Stanley Black & Decker To Buy MAX Supplier -- WSJ
January 30 2020 - 3:02AM
Dow Jones News
By Robert Barba
This article is being republished as part of our daily
reproduction of WSJ.com articles that also appeared in the U.S.
print edition of The Wall Street Journal (January 30, 2020).
Stanley Black & Decker Inc. agreed to buy Consolidated
Aerospace Manufacturing LLC for as much as $1.5 billion, with at
least part of the consideration contingent upon the Boeing 737 MAX
returning to service.
Stanley said $200 million of the purchase price for the
specialty-fasteners manufacturer will be held back and is
contingent on the Federal Aviation Administration allowing the MAX
to return to service and Boeing Co. achieving certain production
levels.
Regulators around the world grounded the MAX last year following
two crashes of the plane that resulted in the death of 346
people.
Bankers said the MAX crisis had stalled the frenetic pace of
deal making among companies supplying Boeing and Airbus SE, which
have a combined backlog of around 13,000 jetliners. With MAX
production halted, valuation has become tougher, and many firms are
pivoting toward more work for Airbus and military products to
dilute their exposure to Boeing.
However, continuing industry consolidation also helps Boeing by
creating stronger suppliers better able to withstand the halt in
MAX output, said Chris Higgins, a principal at consultant Avascent
who advises on aerospace M&A.
The effects of the grounding have rippled through several
suppliers. Spirit AeroSystems Holdings Inc., one of the biggest
suppliers for the MAX, said earlier this month it was planning to
lay off 2,800 staffers given the uncertainty of MAX production.
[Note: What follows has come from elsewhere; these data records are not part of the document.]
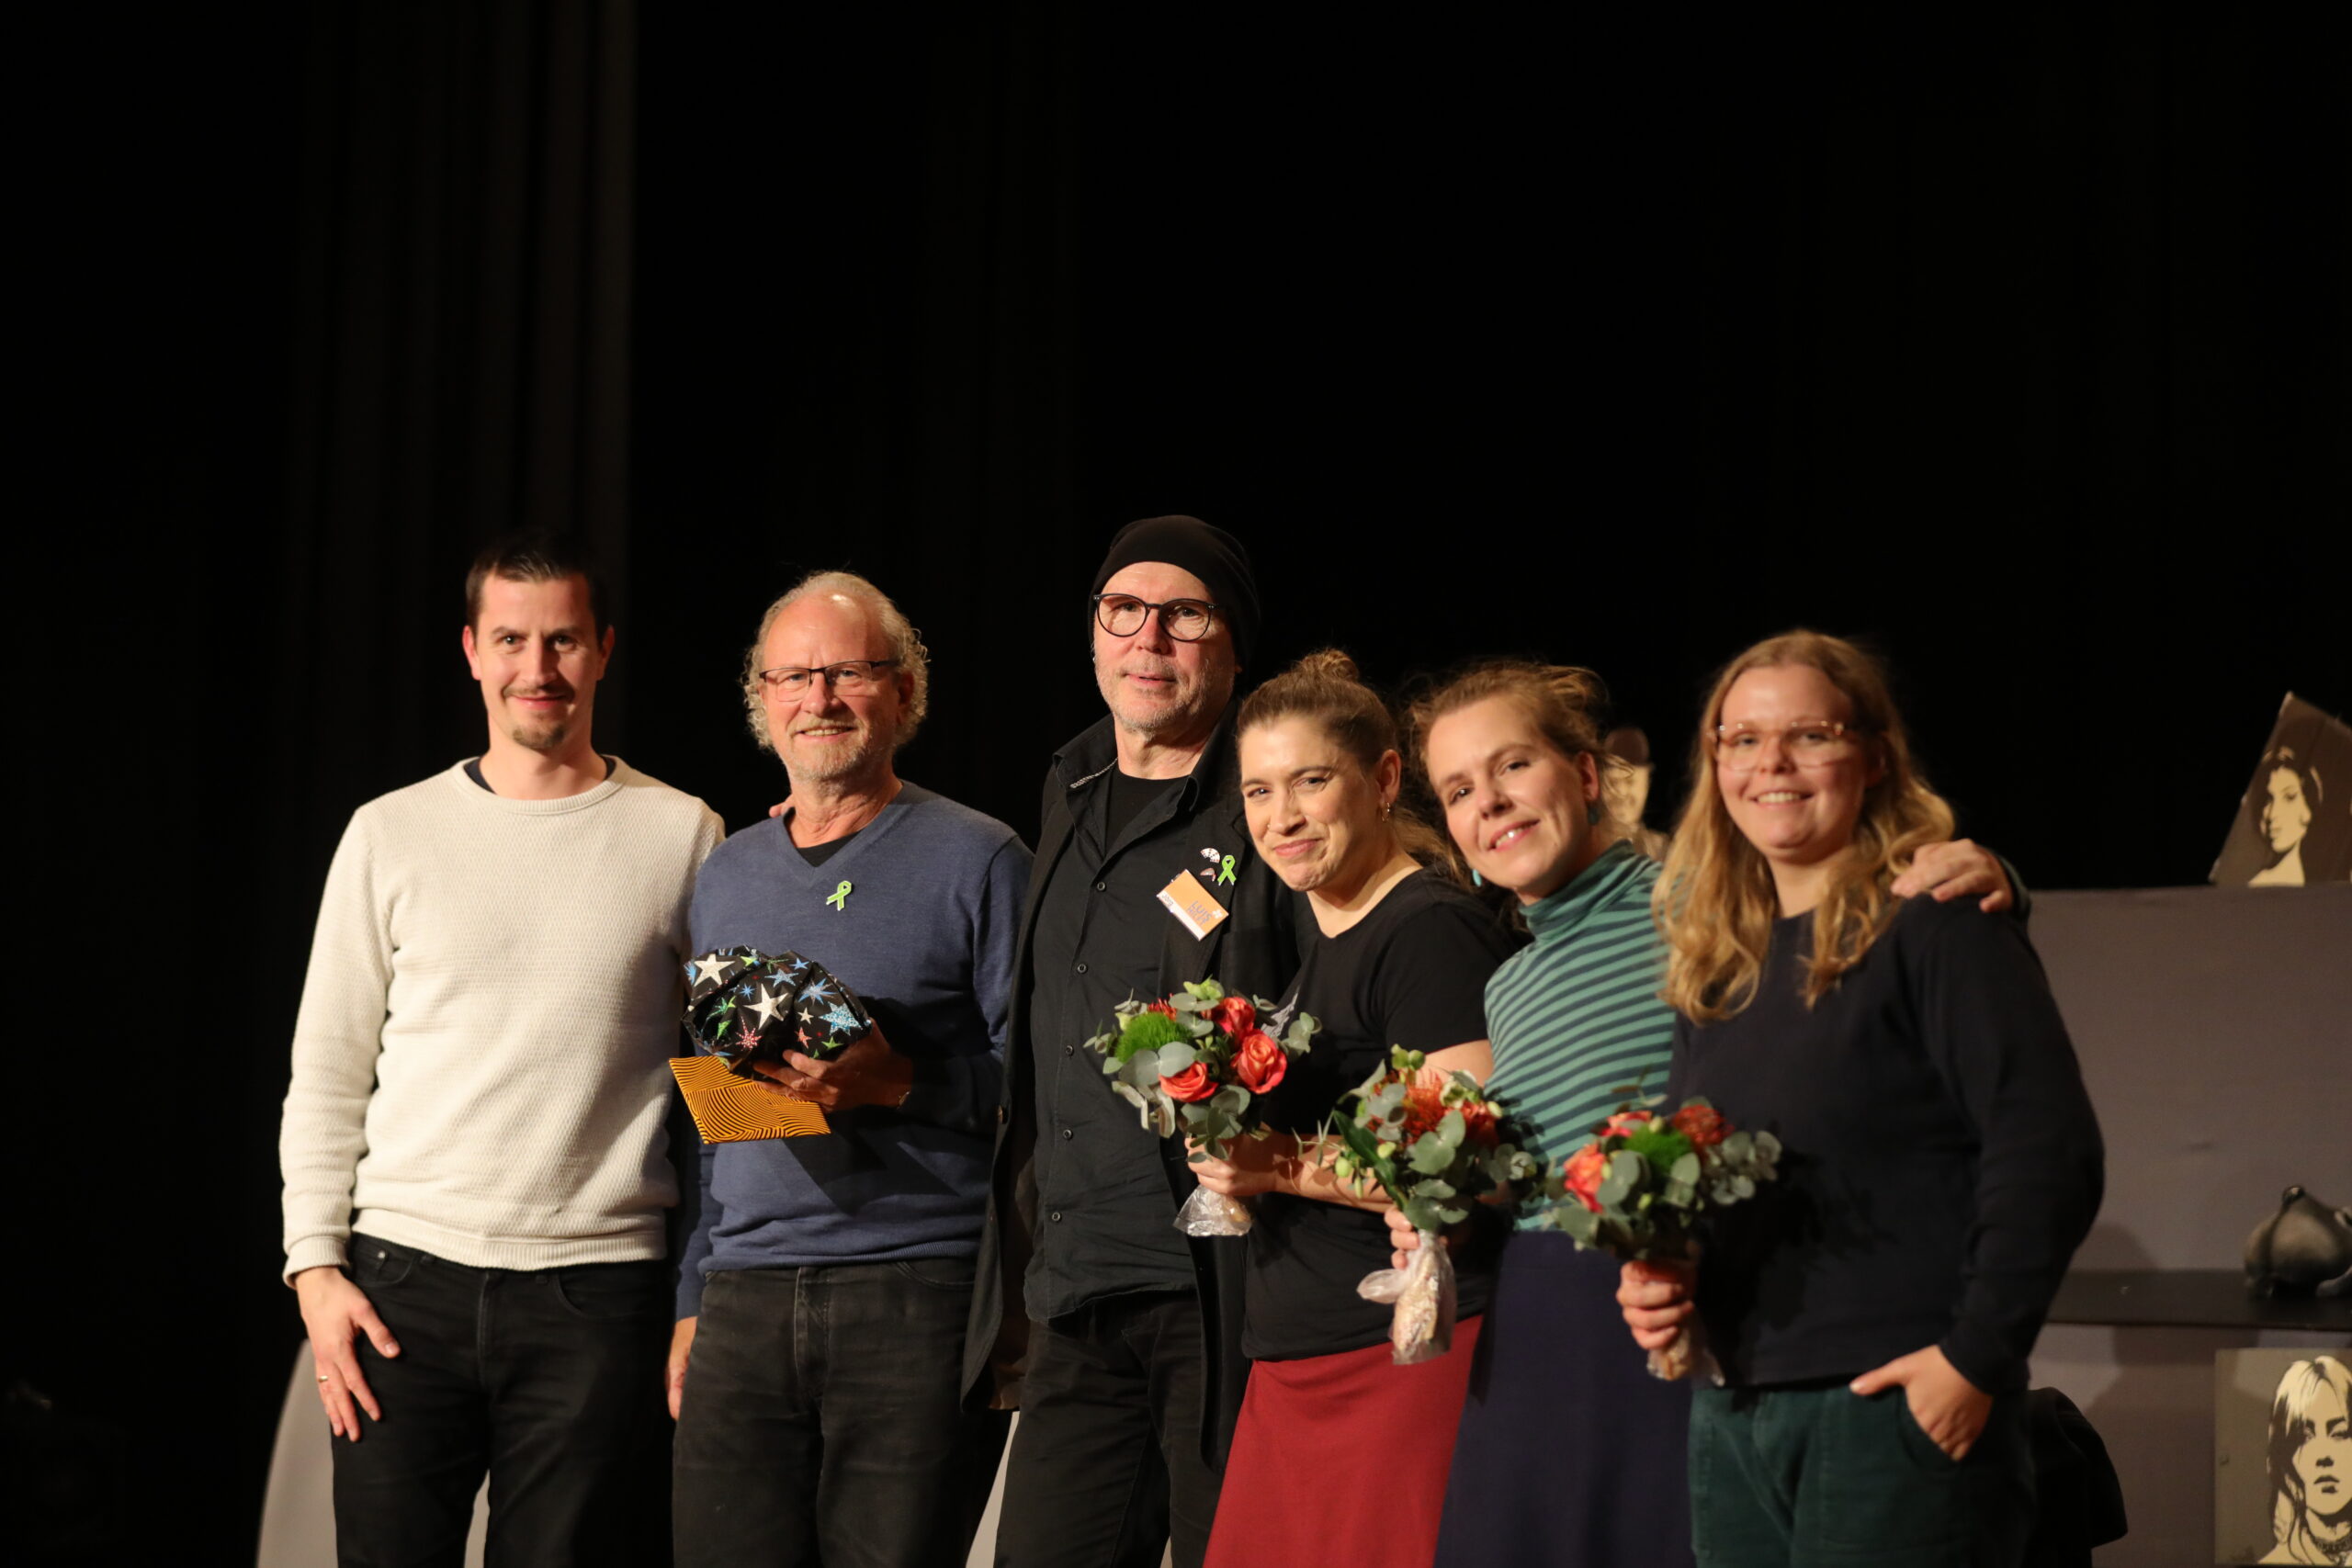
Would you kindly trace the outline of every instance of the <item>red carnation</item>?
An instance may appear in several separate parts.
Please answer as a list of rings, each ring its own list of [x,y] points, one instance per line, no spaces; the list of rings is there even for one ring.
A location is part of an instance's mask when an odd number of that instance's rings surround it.
[[[1208,1068],[1199,1062],[1194,1062],[1172,1078],[1162,1073],[1159,1087],[1168,1091],[1171,1100],[1206,1100],[1216,1092],[1216,1085],[1209,1081]]]
[[[1146,1002],[1144,1004],[1143,1010],[1146,1012],[1156,1012],[1162,1018],[1174,1018],[1176,1016],[1176,1010],[1170,1007],[1166,1002]]]
[[[1600,1213],[1600,1199],[1597,1194],[1600,1191],[1601,1178],[1609,1174],[1609,1156],[1600,1152],[1599,1144],[1587,1144],[1570,1155],[1566,1168],[1560,1174],[1568,1190],[1576,1194],[1577,1202],[1596,1214]]]
[[[1731,1133],[1731,1123],[1712,1105],[1686,1105],[1674,1113],[1669,1124],[1698,1149],[1713,1148]]]
[[[1232,999],[1230,998],[1228,1000]],[[1225,1004],[1219,1002],[1219,1007]],[[1243,1002],[1247,1009],[1250,1004]],[[1233,1076],[1251,1094],[1263,1094],[1283,1081],[1290,1071],[1290,1056],[1274,1037],[1262,1029],[1252,1029],[1236,1037],[1233,1050]]]
[[[1258,1010],[1247,997],[1227,997],[1210,1006],[1209,1021],[1238,1040],[1258,1027]]]
[[[1487,1100],[1473,1100],[1460,1109],[1462,1111],[1462,1141],[1467,1144],[1476,1144],[1481,1148],[1494,1147],[1496,1140],[1499,1134],[1495,1124],[1496,1118],[1493,1104]]]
Arconic Inc. said earlier this week it expected to lose $400
million in sales and could cut jobs this year as a result of the
halted production.
Consolidated Aerospace, which also makes components for the
defense markets, had roughly $375 million in revenue in the last
year. Stanley on Wednesday reported 2019 revenue of $14.44 billion,
with earnings of $3.99 a share.
Stanley said the deal could add between 30 cents and 40 cents a
share of earnings by its third year.